暫くすると、先ほどの兵士と一緒に随分立派な鎧を身に付けた兵士がやって来て
俺達の前で馬から下りると
『その方らが賊を倒した導士の一行であるな』
『私はユウ州候エンリュウ様の配下でスウセイと申す』
と自己紹介をしローソン村の様子や賊のこと等を聞いてきた。
一通りの説明をしたところで婆ちゃんが魔法の袋から例の宝箱の中身にあった王冠と剣を取り出して
『山賊から奪った戦利品じゃ。

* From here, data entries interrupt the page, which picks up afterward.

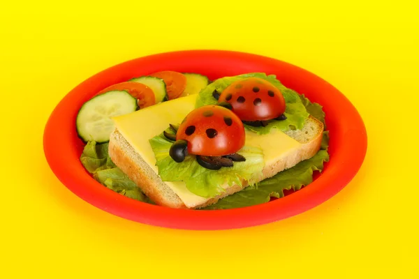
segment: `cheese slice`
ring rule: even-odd
[[[181,123],[195,108],[196,97],[197,95],[191,95],[179,98],[113,118],[119,133],[156,174],[159,174],[159,169],[149,140],[161,133],[169,123]],[[274,164],[301,146],[300,142],[277,129],[272,129],[266,135],[247,131],[245,144],[262,149],[265,166]],[[166,184],[188,207],[194,207],[210,199],[191,193],[184,182],[166,182]]]

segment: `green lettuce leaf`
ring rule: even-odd
[[[104,186],[131,199],[152,204],[135,183],[114,164],[109,157],[108,148],[108,143],[98,144],[94,141],[88,142],[80,156],[80,162]]]
[[[219,92],[221,92],[233,82],[252,77],[267,80],[281,91],[286,103],[286,109],[284,114],[287,119],[282,121],[272,120],[265,127],[253,127],[244,125],[245,128],[259,135],[268,133],[272,128],[277,128],[283,132],[286,132],[290,129],[302,128],[305,119],[309,116],[309,113],[303,105],[299,94],[295,91],[284,86],[277,80],[277,77],[274,75],[267,75],[263,73],[253,73],[218,79],[207,85],[207,87],[199,93],[196,107],[199,107],[203,105],[216,104],[217,100],[212,96],[212,93],[214,90],[216,89]]]
[[[325,150],[321,150],[314,157],[300,162],[291,169],[265,179],[257,185],[250,186],[240,192],[219,200],[216,204],[202,209],[228,209],[250,206],[267,202],[271,197],[284,197],[284,190],[298,190],[313,181],[313,172],[321,171],[323,163],[329,160]]]
[[[170,130],[166,130],[170,133]],[[246,158],[244,162],[235,162],[232,167],[211,170],[201,167],[194,156],[186,156],[182,163],[176,163],[169,155],[173,142],[163,134],[149,140],[156,157],[159,175],[163,181],[184,181],[195,195],[212,197],[225,191],[221,186],[233,183],[242,186],[242,179],[252,183],[261,175],[265,166],[263,153],[258,147],[244,146],[237,153]]]
[[[307,112],[325,124],[325,113],[322,107],[310,102],[304,96],[300,98]],[[284,197],[285,190],[296,191],[313,181],[313,172],[321,172],[324,163],[328,162],[329,131],[325,130],[323,135],[321,150],[312,158],[300,162],[295,166],[282,171],[274,176],[265,179],[257,185],[245,188],[240,192],[219,200],[216,204],[206,206],[200,210],[228,209],[250,206],[267,202],[272,197]]]
[[[94,177],[102,185],[121,195],[140,202],[152,203],[135,183],[117,167],[100,170],[94,174]]]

これをお前さんの主に献上しようと思うのじゃがどうじゃ?』
と婆ちゃんが意外な提案をすると、スウセイと名乗った兵士は驚いた表情で王冠と剣を見つめ
『導士殿の申し出に感謝する。出来たらこの先のタクケンに居る我が主に会ってはくださらねか?』
と言って近くの兵士に馬車の用意を指示し、先ほどの横柄な態度の兵士には行軍の中止とローソン村への偵察を命じている。
どうやらこのスウセイと言う兵士はこの軍の大将のような存在らしい。
こうしてスウセイさんに促されるまま馬車に乗り俺達はタクケンに向かうことになったのである。